En revanche, rien à signaler pour les agriculteurs qui possèdent une assurance récolte. Toutefois, il faut noter ici qu’ils sont minoritaires dans la profession : 30 % des récoltes seulement est effectivement couvert par l’assurance. D’après la Fédération Française des Sociétés d'Assurance (FFSA), seuls 100 000 agriculteurs étaient couverts contre les multirisques climatiques en 2009.
 
Pour quelle indemnisation ?
Le risque étant avéré, quid du volet indemnisation ? Bruno Le Maire, ministre de l’Agriculture, a annoncé la réunion du Fonds de garantie des calamités agricoles (FNGCA) pour la fin du mois de juin. Toutefois, l‘intégralité du monde agricole ne sera pas concerné. Ainsi, seront notamment exclues des discussions – et de l’indemnisation – les grandes cultures. Cela devrait en revanche permettre aux producteurs de fourrage de respirer un peu si leurs pertes représentent au moins 30 % de la production et au moins 13 % du résultat de l’ensemble de l’exploitation.

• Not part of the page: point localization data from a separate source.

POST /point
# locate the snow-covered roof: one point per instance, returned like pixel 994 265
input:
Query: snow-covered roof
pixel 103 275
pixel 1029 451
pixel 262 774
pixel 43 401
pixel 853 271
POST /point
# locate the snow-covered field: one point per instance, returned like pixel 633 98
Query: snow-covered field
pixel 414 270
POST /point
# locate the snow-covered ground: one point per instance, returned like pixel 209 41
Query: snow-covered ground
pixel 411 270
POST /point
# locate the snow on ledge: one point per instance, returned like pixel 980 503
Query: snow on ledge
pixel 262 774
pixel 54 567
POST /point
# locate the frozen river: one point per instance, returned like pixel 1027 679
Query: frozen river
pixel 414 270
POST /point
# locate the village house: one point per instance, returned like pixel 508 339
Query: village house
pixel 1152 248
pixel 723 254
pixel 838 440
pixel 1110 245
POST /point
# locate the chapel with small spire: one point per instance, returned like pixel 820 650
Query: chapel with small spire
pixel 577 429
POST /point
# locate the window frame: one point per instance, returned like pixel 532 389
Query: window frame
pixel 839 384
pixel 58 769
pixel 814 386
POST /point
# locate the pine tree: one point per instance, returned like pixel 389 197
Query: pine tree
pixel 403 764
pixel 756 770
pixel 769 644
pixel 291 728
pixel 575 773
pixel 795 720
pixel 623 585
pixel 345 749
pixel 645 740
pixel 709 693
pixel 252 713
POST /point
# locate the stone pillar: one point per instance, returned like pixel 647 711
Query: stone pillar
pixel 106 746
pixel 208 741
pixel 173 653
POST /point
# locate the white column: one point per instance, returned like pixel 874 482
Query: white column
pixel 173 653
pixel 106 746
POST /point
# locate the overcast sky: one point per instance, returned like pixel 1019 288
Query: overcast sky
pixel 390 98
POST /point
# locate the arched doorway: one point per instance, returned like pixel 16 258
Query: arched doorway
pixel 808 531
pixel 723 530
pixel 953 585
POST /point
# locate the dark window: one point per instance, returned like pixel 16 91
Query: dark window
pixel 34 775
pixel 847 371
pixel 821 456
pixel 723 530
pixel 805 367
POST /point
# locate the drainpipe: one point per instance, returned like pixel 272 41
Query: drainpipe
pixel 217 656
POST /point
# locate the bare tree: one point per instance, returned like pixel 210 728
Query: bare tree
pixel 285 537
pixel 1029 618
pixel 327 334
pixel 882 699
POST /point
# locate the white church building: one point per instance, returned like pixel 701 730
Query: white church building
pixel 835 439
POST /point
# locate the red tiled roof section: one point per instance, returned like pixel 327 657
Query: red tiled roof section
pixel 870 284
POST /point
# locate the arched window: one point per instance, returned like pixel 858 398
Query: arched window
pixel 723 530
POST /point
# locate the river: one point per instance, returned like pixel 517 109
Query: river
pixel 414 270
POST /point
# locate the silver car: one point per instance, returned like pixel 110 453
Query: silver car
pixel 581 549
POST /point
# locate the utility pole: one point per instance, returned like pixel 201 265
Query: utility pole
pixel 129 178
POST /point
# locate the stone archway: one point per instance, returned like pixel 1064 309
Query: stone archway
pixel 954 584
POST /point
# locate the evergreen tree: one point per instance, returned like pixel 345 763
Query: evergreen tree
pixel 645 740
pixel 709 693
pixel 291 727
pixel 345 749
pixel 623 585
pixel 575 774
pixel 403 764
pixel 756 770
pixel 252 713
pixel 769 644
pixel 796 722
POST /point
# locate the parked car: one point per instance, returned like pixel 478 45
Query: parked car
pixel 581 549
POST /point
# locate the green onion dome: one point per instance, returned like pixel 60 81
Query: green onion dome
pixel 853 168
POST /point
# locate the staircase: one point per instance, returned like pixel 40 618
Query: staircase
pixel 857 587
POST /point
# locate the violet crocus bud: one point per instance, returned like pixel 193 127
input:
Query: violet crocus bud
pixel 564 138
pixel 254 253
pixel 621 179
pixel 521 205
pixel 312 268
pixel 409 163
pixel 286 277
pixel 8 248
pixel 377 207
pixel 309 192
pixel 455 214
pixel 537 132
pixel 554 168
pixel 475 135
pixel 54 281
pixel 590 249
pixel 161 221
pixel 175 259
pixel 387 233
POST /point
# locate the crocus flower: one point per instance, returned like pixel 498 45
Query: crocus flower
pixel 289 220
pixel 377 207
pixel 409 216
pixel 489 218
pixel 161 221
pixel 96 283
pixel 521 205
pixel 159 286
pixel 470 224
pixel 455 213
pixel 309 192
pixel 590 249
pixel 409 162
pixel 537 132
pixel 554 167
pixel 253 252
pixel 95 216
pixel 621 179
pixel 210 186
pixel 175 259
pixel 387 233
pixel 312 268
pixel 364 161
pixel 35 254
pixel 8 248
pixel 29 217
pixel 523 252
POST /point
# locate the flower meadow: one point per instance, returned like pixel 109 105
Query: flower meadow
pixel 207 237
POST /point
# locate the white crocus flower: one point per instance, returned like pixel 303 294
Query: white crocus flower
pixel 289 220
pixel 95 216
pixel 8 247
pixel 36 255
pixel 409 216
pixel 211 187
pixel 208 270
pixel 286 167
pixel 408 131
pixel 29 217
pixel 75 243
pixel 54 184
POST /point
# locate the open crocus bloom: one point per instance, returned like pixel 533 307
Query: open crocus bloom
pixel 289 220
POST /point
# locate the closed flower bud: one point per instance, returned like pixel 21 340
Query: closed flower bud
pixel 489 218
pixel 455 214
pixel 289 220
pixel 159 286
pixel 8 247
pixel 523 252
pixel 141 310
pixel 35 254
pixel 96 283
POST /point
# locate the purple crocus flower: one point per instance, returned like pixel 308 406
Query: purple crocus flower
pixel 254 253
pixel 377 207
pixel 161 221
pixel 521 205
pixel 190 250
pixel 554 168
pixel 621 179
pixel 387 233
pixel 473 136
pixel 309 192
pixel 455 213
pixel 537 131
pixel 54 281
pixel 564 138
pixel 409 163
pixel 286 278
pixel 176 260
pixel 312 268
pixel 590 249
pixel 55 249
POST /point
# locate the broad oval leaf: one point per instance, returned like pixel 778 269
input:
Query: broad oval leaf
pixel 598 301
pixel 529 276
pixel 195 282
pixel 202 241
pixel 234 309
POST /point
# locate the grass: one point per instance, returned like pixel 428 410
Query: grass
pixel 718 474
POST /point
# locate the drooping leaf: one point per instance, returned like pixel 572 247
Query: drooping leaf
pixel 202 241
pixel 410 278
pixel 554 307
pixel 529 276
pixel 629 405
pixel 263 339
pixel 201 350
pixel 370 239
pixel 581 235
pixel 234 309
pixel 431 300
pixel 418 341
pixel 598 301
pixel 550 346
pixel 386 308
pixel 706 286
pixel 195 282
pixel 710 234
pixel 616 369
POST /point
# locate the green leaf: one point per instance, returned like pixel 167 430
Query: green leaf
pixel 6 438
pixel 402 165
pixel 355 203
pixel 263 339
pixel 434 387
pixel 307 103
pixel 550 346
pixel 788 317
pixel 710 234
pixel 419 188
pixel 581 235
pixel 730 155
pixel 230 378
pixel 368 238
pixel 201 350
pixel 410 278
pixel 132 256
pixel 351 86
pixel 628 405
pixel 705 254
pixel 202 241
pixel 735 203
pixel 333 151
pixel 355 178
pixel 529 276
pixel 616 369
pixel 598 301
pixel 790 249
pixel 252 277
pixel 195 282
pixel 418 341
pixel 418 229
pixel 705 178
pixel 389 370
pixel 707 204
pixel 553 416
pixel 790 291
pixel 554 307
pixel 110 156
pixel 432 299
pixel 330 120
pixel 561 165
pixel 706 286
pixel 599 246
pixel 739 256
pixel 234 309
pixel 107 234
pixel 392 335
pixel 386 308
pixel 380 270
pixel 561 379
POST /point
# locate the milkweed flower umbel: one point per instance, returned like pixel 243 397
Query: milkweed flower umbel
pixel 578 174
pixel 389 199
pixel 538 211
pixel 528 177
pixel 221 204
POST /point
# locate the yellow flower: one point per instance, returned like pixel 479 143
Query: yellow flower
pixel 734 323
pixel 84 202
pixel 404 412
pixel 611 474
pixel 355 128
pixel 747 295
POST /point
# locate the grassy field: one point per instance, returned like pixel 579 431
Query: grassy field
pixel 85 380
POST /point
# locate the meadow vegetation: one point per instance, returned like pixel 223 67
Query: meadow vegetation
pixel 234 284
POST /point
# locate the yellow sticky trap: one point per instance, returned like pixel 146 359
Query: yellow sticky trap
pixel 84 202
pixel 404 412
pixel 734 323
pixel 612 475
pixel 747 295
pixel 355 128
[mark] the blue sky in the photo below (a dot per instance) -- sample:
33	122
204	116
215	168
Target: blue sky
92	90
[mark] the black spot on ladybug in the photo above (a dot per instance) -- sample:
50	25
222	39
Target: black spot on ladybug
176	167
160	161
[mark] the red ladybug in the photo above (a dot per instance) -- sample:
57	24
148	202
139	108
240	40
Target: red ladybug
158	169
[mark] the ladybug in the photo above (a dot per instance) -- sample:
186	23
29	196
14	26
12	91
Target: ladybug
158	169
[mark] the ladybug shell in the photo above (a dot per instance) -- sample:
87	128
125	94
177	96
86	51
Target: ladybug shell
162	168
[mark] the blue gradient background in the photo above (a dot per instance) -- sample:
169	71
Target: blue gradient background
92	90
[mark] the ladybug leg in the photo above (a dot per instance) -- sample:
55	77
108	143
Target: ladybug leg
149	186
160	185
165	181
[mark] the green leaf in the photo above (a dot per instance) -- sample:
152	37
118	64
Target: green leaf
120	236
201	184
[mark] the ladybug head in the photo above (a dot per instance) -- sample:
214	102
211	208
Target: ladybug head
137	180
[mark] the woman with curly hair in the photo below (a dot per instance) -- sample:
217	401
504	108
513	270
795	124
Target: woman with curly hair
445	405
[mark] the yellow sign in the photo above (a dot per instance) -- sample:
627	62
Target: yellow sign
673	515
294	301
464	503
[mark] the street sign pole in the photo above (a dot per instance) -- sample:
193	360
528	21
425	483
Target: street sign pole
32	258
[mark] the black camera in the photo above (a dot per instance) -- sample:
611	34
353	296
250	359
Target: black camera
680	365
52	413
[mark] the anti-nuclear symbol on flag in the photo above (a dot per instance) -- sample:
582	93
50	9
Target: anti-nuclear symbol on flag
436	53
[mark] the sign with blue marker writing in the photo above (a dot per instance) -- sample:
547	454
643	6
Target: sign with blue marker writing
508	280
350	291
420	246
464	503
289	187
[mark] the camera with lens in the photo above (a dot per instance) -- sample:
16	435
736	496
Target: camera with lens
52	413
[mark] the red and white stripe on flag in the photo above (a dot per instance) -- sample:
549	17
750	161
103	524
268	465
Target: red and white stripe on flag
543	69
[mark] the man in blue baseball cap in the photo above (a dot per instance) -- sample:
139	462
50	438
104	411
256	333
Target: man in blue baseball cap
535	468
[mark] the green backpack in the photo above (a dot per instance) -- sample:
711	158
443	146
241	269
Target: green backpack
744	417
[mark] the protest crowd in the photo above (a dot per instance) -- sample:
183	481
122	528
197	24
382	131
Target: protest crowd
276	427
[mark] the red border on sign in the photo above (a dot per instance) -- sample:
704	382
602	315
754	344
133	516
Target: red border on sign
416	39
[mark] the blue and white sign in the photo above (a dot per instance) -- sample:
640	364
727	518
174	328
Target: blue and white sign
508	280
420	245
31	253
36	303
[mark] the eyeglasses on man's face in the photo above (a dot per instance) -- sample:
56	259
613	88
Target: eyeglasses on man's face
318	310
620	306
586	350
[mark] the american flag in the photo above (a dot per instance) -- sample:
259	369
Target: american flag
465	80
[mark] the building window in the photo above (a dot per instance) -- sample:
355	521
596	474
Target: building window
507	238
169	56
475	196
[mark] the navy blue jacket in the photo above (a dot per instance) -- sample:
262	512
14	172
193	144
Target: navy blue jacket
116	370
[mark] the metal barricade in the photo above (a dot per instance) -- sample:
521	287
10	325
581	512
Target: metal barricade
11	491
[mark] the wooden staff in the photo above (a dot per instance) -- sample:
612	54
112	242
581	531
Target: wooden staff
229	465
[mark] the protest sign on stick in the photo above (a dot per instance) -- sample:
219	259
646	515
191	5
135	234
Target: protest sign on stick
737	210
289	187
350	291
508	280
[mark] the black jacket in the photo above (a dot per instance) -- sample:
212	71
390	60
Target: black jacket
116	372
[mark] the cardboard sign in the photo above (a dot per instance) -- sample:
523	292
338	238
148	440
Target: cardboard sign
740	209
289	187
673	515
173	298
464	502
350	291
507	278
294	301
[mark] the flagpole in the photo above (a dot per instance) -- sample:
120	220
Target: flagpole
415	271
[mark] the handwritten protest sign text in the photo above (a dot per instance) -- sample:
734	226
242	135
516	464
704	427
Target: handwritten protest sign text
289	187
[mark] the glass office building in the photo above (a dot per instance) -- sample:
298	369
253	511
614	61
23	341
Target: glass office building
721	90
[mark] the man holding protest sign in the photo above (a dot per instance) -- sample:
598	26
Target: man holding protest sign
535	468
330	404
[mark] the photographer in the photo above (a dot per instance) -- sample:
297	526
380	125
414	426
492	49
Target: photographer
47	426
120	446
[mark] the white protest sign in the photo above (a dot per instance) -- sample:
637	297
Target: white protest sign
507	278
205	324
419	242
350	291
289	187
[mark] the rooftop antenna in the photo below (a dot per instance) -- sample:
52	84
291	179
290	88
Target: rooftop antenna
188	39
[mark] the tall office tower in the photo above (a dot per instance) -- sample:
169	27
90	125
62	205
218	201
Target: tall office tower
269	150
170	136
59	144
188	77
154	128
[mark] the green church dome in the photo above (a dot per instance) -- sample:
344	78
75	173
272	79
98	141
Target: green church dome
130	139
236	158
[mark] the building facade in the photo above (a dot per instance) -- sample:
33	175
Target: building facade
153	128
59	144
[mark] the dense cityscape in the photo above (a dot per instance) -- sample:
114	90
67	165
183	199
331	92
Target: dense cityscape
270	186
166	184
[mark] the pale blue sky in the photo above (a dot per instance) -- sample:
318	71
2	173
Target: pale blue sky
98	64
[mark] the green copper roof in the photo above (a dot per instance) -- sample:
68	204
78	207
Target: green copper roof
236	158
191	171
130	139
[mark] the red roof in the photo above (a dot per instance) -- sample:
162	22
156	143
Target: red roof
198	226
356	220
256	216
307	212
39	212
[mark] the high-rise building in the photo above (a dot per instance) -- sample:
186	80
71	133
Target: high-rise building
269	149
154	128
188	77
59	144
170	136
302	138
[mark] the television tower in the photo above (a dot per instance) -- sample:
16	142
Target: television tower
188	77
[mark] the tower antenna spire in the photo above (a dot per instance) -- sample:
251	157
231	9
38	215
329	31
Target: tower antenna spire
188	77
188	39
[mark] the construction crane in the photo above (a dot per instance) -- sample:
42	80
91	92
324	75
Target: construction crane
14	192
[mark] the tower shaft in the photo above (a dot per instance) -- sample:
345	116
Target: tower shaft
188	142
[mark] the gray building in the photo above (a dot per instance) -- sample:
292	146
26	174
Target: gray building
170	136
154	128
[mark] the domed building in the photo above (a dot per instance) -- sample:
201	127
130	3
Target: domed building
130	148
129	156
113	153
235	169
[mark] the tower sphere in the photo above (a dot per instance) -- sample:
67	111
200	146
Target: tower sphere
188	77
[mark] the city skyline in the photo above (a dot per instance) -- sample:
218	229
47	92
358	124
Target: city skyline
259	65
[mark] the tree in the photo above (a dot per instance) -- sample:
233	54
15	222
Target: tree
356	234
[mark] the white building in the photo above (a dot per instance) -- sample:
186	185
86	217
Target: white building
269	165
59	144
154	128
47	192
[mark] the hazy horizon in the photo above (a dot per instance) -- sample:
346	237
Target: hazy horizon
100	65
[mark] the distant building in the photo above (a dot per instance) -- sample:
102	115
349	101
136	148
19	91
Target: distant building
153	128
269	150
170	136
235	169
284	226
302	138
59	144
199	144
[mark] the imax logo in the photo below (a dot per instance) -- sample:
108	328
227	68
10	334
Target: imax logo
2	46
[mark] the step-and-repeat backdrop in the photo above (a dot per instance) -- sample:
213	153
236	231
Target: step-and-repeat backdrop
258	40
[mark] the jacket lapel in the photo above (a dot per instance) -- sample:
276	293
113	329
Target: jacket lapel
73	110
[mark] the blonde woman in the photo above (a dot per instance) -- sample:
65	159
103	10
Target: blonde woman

À noter que le ministre de l’Agriculture a autorisé les éleveurs à utiliser les jachères pour nourrir le bétail. Ils peuvent aussi faucher avant la date butoir du 15 juin. Plus loin, Paris a demandé à Bruxelles le versement anticipé des aides financières destinées aux éleveurs et habituellement versées à la mi-octobre.